I'd like to see Plan 9 being run on a portable device, and up until
now I thought the only ways were to get an iPAQ (but are newer models
compatible?) or to port 9vx to the iPhone (but does Apple's license
allow that?). Can we use this board to make an alternative - the new
bitsy? This seems very feasible, since the board is only 3 inches long
(and I believe square). How would we get a three-button mouse to be
emulated?
On Aug 22, 2008, at 10:09 PM, Bruce Ellis wrote:
I've just discussed this with Charles. Vita has a thumb compiler (tc)
which works with 5l.
The Cortex-M3 is thumb-2 only so these two aren't quite sufficient,
but a flag will help.
brucee
On Sat, Aug 23, 2008 at 6:42 AM, Skip Tavakkolian <[EMAIL PROTECTED]>
wrote:
this is what brucee said a while back about an ARM Cortex-M3
based device:
I found the data sheet for the
Cortex chip if someone needs it.
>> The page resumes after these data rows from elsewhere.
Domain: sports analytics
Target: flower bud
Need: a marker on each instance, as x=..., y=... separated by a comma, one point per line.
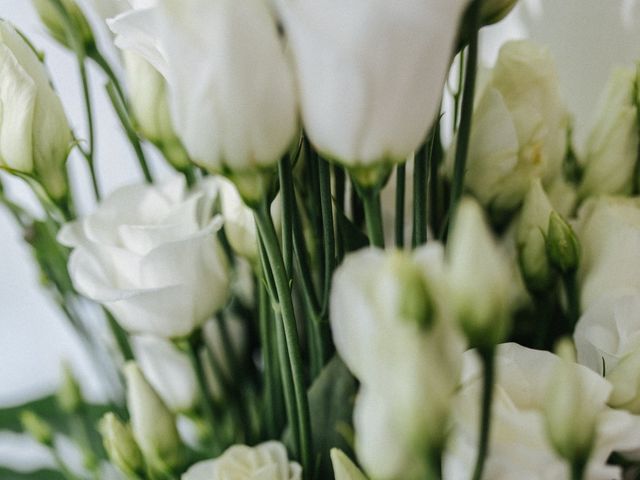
x=69, y=395
x=612, y=145
x=150, y=105
x=56, y=22
x=120, y=445
x=37, y=427
x=563, y=246
x=570, y=414
x=343, y=467
x=479, y=278
x=530, y=238
x=153, y=425
x=625, y=378
x=34, y=134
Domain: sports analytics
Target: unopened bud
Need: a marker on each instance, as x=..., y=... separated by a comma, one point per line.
x=563, y=247
x=120, y=445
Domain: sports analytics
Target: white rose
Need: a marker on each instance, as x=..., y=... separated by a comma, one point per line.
x=363, y=105
x=267, y=461
x=391, y=326
x=240, y=114
x=519, y=446
x=521, y=101
x=612, y=146
x=150, y=255
x=168, y=370
x=607, y=338
x=609, y=232
x=35, y=137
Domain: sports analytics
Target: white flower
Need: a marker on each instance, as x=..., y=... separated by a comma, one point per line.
x=344, y=468
x=519, y=447
x=267, y=461
x=479, y=276
x=609, y=232
x=150, y=107
x=612, y=146
x=238, y=112
x=391, y=326
x=168, y=370
x=150, y=255
x=519, y=128
x=35, y=138
x=153, y=425
x=607, y=338
x=362, y=105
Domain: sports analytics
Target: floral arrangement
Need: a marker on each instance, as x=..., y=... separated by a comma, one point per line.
x=327, y=286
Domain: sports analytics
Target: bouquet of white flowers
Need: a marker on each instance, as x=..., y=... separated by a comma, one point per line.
x=355, y=270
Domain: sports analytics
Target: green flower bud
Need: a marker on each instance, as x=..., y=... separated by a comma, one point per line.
x=37, y=427
x=69, y=395
x=152, y=423
x=120, y=445
x=563, y=247
x=56, y=22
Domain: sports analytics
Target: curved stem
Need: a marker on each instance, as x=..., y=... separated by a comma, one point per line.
x=289, y=325
x=488, y=363
x=373, y=216
x=400, y=192
x=464, y=132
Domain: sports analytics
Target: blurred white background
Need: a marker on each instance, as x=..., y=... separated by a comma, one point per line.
x=588, y=37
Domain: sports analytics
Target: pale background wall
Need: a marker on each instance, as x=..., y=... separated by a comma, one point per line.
x=588, y=37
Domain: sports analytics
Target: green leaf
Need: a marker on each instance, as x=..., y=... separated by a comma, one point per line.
x=331, y=399
x=8, y=474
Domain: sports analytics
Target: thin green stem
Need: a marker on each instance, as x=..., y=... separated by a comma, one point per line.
x=420, y=196
x=373, y=216
x=400, y=193
x=89, y=153
x=328, y=237
x=464, y=132
x=194, y=344
x=121, y=110
x=487, y=356
x=289, y=326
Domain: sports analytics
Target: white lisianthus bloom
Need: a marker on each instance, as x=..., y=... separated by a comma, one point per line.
x=519, y=128
x=35, y=137
x=150, y=107
x=482, y=292
x=150, y=255
x=612, y=146
x=367, y=106
x=391, y=326
x=519, y=445
x=168, y=370
x=152, y=424
x=267, y=461
x=238, y=115
x=607, y=338
x=609, y=232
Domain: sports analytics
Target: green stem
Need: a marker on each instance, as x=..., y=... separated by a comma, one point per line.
x=328, y=237
x=194, y=344
x=420, y=196
x=122, y=112
x=400, y=192
x=290, y=329
x=373, y=216
x=89, y=154
x=488, y=363
x=464, y=132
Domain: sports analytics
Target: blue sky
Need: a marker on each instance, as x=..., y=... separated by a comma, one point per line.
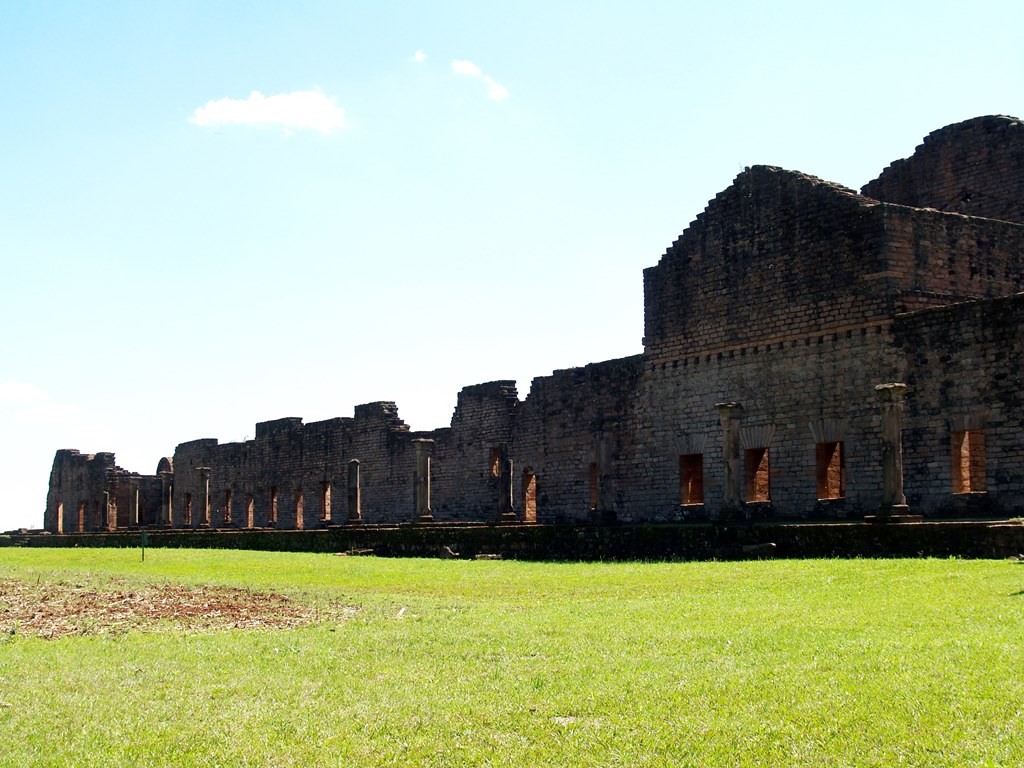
x=421, y=197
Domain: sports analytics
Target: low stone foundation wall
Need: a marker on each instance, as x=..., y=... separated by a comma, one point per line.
x=634, y=542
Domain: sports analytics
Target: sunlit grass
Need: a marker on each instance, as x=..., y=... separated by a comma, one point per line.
x=460, y=663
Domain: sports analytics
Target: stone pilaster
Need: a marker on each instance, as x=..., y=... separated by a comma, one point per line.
x=421, y=479
x=506, y=503
x=893, y=500
x=354, y=494
x=730, y=415
x=204, y=488
x=166, y=495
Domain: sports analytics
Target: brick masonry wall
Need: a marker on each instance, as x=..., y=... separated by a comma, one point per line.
x=975, y=168
x=820, y=384
x=778, y=255
x=570, y=420
x=790, y=295
x=965, y=372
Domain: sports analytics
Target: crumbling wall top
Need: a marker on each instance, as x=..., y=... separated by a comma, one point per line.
x=975, y=168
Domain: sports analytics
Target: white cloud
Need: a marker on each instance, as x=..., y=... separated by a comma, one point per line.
x=291, y=111
x=466, y=68
x=12, y=390
x=496, y=91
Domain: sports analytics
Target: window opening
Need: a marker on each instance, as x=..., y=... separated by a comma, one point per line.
x=758, y=485
x=829, y=464
x=593, y=485
x=969, y=461
x=691, y=478
x=227, y=507
x=326, y=501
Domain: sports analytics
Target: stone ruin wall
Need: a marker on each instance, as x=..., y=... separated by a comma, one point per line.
x=965, y=372
x=975, y=168
x=89, y=493
x=788, y=295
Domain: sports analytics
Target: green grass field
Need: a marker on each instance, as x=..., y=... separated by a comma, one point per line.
x=448, y=663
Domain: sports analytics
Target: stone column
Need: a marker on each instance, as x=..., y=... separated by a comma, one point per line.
x=730, y=414
x=133, y=503
x=506, y=503
x=421, y=479
x=166, y=492
x=204, y=487
x=354, y=495
x=111, y=507
x=893, y=501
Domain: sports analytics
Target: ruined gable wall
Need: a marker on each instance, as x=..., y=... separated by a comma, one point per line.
x=796, y=392
x=289, y=461
x=964, y=373
x=463, y=483
x=777, y=255
x=975, y=168
x=79, y=479
x=570, y=420
x=940, y=258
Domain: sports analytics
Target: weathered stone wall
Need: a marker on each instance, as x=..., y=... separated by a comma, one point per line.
x=465, y=468
x=935, y=258
x=573, y=436
x=965, y=373
x=975, y=168
x=778, y=255
x=794, y=393
x=788, y=296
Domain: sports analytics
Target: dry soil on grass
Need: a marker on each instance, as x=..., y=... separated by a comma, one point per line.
x=53, y=609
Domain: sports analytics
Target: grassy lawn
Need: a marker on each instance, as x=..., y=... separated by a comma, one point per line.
x=449, y=663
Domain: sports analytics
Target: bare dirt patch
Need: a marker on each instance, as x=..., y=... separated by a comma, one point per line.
x=53, y=609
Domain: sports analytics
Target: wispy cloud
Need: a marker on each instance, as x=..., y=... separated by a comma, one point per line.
x=496, y=91
x=310, y=110
x=29, y=403
x=466, y=68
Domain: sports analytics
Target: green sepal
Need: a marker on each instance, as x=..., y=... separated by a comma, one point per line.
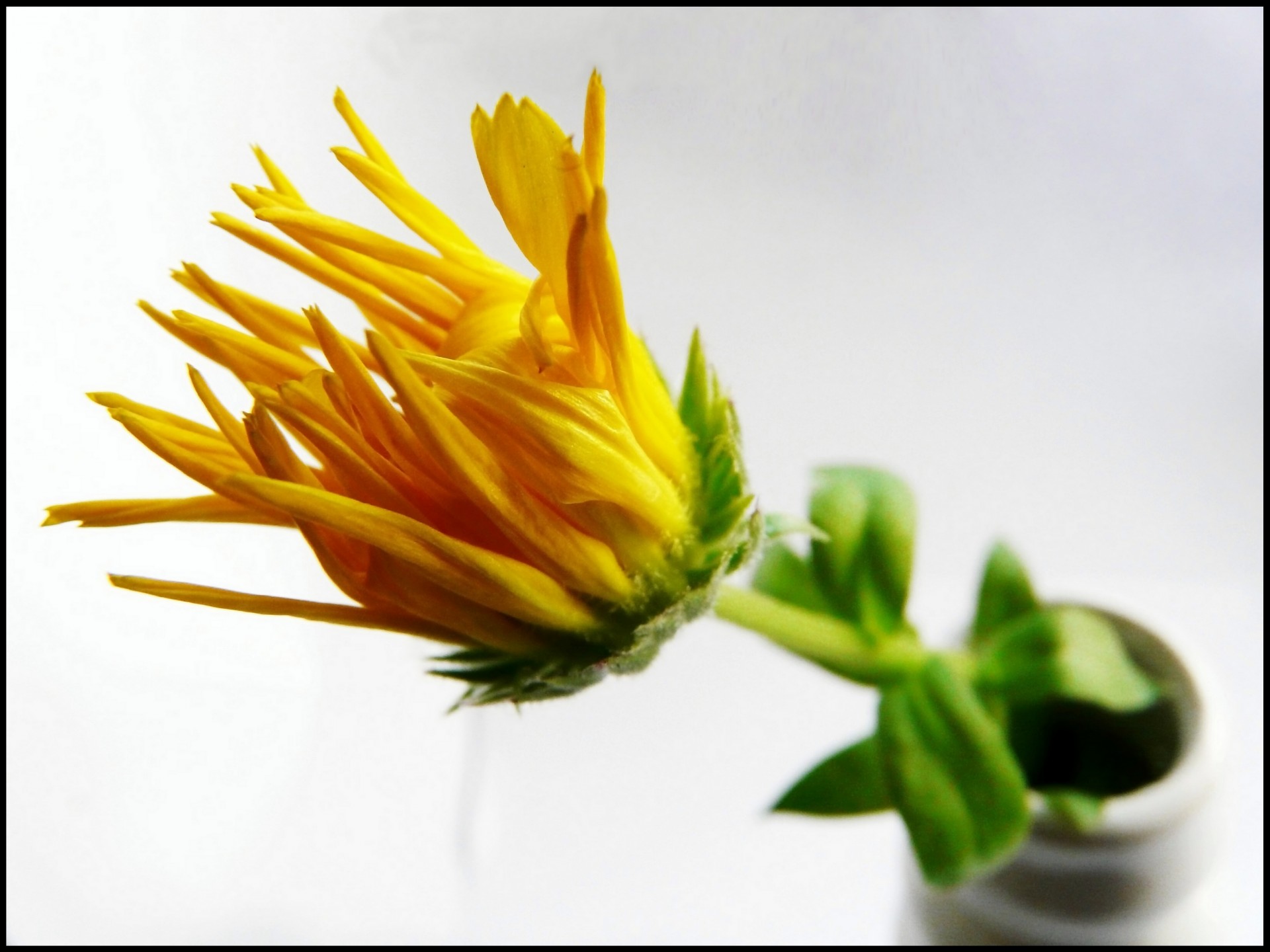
x=1005, y=594
x=864, y=567
x=952, y=775
x=780, y=524
x=1064, y=651
x=785, y=575
x=847, y=783
x=494, y=677
x=723, y=500
x=1075, y=809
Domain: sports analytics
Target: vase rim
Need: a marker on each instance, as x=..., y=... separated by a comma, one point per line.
x=1185, y=673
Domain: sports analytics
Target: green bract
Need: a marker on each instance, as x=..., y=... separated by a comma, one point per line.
x=727, y=531
x=1046, y=696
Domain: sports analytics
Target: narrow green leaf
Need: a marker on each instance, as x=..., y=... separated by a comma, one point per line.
x=1005, y=593
x=1075, y=809
x=778, y=524
x=864, y=567
x=695, y=395
x=1064, y=651
x=850, y=782
x=951, y=774
x=785, y=575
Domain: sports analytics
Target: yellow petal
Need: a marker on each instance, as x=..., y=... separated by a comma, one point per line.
x=412, y=291
x=417, y=214
x=640, y=390
x=287, y=365
x=489, y=319
x=356, y=290
x=408, y=588
x=134, y=512
x=277, y=179
x=536, y=180
x=593, y=131
x=263, y=324
x=365, y=138
x=437, y=220
x=486, y=578
x=116, y=401
x=546, y=537
x=571, y=444
x=532, y=329
x=353, y=616
x=456, y=277
x=240, y=365
x=233, y=429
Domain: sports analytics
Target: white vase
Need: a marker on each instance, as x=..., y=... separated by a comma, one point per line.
x=1138, y=879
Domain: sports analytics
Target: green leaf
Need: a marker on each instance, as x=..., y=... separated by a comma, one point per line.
x=695, y=397
x=778, y=524
x=864, y=567
x=722, y=499
x=850, y=782
x=951, y=774
x=1005, y=593
x=1075, y=809
x=788, y=576
x=1064, y=651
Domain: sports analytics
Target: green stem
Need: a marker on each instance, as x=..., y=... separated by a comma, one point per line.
x=829, y=643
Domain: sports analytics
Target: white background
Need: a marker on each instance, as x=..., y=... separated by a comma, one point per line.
x=1014, y=255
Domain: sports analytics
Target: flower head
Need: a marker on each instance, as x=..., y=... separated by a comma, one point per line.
x=501, y=466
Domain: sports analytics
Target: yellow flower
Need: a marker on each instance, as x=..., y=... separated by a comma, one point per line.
x=529, y=493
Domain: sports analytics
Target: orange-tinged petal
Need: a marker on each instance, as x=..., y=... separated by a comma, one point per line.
x=411, y=589
x=456, y=277
x=353, y=616
x=573, y=444
x=550, y=541
x=101, y=513
x=486, y=578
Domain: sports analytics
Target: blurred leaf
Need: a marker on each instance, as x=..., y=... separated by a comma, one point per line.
x=1005, y=593
x=777, y=524
x=1076, y=746
x=788, y=576
x=864, y=567
x=723, y=500
x=1064, y=651
x=951, y=774
x=1076, y=809
x=849, y=782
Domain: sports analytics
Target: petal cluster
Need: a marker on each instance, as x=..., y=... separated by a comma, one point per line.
x=499, y=465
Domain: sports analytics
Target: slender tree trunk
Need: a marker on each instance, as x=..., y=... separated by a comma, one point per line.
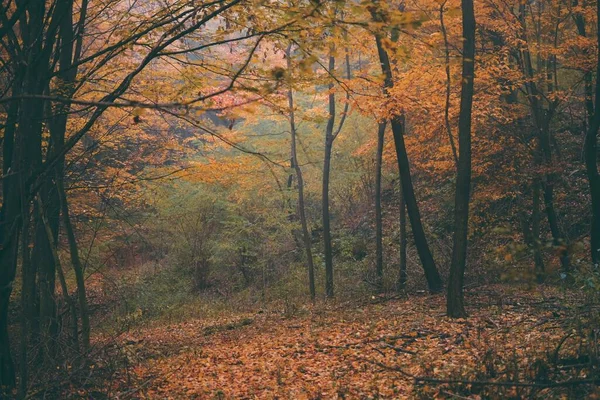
x=77, y=267
x=59, y=270
x=298, y=170
x=434, y=281
x=591, y=160
x=535, y=227
x=328, y=254
x=455, y=301
x=10, y=227
x=26, y=303
x=330, y=137
x=378, y=214
x=542, y=118
x=403, y=276
x=448, y=85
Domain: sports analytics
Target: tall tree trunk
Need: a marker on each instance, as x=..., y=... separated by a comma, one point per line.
x=403, y=275
x=61, y=276
x=328, y=254
x=591, y=160
x=542, y=118
x=378, y=214
x=434, y=281
x=77, y=267
x=10, y=227
x=330, y=137
x=535, y=227
x=455, y=301
x=298, y=170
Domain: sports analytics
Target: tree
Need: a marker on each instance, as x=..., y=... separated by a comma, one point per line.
x=455, y=303
x=300, y=182
x=434, y=281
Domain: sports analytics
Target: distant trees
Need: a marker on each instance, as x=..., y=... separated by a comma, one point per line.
x=64, y=64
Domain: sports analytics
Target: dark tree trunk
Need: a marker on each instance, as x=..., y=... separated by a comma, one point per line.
x=328, y=254
x=455, y=301
x=403, y=276
x=298, y=171
x=591, y=160
x=378, y=213
x=434, y=281
x=78, y=268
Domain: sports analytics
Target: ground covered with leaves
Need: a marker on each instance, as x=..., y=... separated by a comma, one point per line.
x=538, y=343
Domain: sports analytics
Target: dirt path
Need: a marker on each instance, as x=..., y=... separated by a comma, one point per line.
x=355, y=353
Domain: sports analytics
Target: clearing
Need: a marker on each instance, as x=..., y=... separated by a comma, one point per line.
x=379, y=349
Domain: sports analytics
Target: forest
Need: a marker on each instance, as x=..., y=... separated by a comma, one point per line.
x=301, y=199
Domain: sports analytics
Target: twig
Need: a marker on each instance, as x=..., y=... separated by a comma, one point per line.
x=420, y=380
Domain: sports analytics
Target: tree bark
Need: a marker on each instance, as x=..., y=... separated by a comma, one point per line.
x=298, y=170
x=378, y=213
x=434, y=281
x=77, y=268
x=455, y=300
x=591, y=160
x=328, y=254
x=403, y=275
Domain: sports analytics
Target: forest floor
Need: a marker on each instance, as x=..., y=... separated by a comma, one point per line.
x=381, y=348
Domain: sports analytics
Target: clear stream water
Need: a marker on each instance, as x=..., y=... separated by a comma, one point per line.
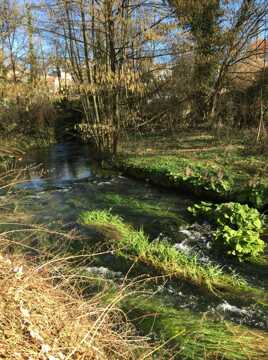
x=63, y=180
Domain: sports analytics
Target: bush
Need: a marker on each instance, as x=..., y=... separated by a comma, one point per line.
x=238, y=228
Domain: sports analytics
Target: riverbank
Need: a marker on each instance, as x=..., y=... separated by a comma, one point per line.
x=171, y=297
x=200, y=165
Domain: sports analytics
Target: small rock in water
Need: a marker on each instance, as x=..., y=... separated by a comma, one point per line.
x=226, y=307
x=102, y=183
x=105, y=272
x=183, y=247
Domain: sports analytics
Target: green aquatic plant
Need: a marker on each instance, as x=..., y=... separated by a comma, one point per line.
x=238, y=228
x=165, y=259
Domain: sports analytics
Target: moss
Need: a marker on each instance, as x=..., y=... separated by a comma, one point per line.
x=164, y=258
x=193, y=336
x=213, y=171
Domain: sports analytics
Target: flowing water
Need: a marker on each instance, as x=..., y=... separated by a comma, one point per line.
x=63, y=180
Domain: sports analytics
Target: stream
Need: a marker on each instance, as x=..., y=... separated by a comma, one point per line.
x=63, y=180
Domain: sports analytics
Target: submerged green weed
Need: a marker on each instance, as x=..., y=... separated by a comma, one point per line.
x=164, y=257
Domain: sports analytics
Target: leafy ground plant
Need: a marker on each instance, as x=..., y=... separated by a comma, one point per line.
x=238, y=228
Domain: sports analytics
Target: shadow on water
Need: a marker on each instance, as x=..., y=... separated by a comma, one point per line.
x=63, y=180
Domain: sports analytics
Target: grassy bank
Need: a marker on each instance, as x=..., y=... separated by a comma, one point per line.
x=164, y=258
x=199, y=164
x=41, y=319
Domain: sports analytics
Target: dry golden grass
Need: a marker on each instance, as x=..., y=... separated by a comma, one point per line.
x=39, y=320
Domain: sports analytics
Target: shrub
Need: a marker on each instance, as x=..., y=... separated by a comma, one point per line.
x=238, y=228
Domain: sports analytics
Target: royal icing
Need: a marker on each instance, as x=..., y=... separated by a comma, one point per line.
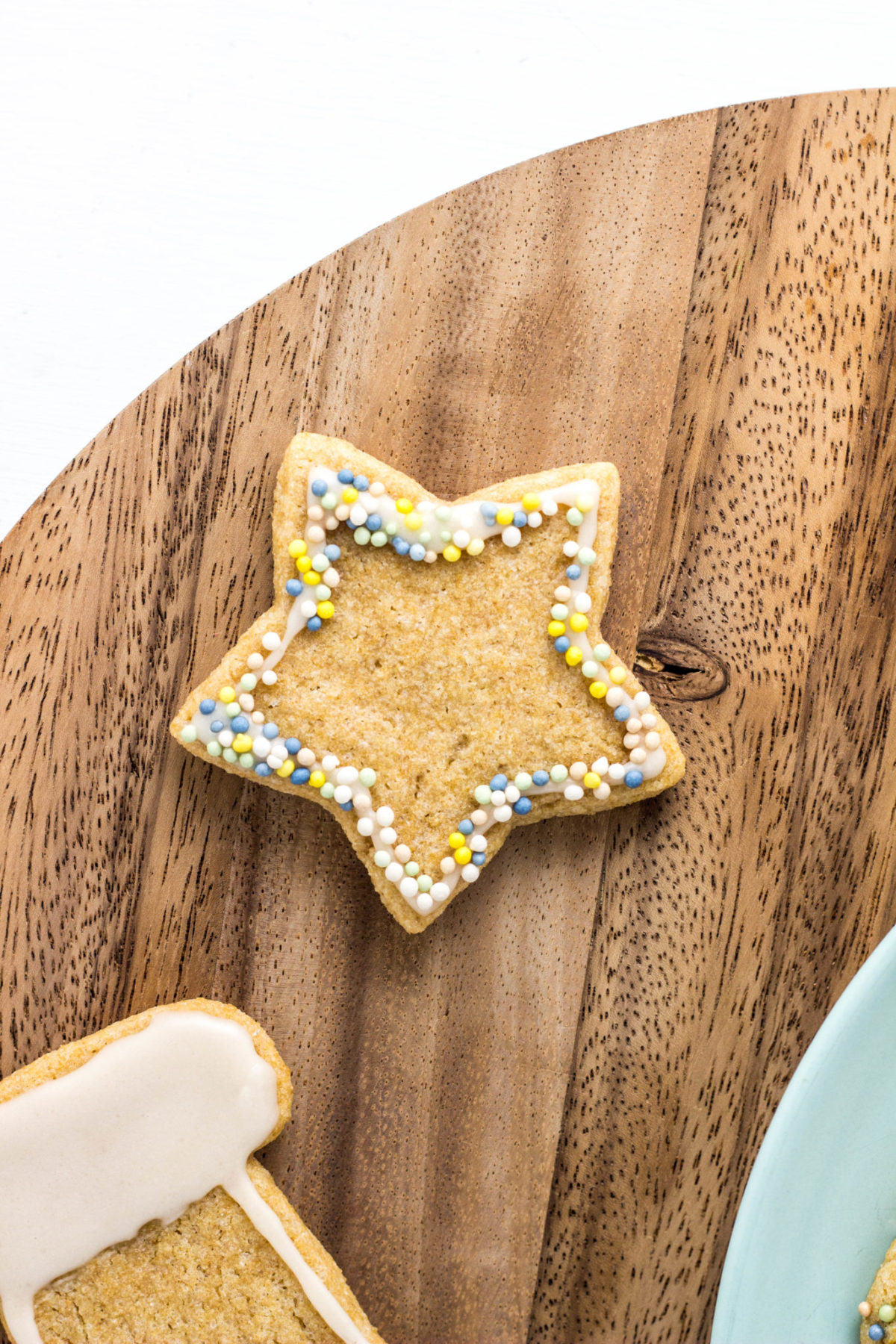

A bit of a challenge for an arm
port
but it's fun indeed.
the "fun" refers to this device:
http://www.stm32circle.com
In the recent NeXT thread Eric mentioned the TI Beagle Board
(http://beagleboard.org/). It's quite neat: $150 for a 3" x 3" PCB
w/ a 600 MHz ARM core, HD capable video, and SD card, audio, serial,
USB and DVI ports. The documentation seems fairly complete,
although
according the mailing list there are issues about how much of the
video and DSP interfaces will be documented. Hardware-wise it seems
it only needs Ethernet to make it capable of being a Plan 9
terminal,
although in theory that can be added via USB.
How much would be involved in porting Plan 9 to it? Would the
current
Plan 9 ARM compiler be up to the task?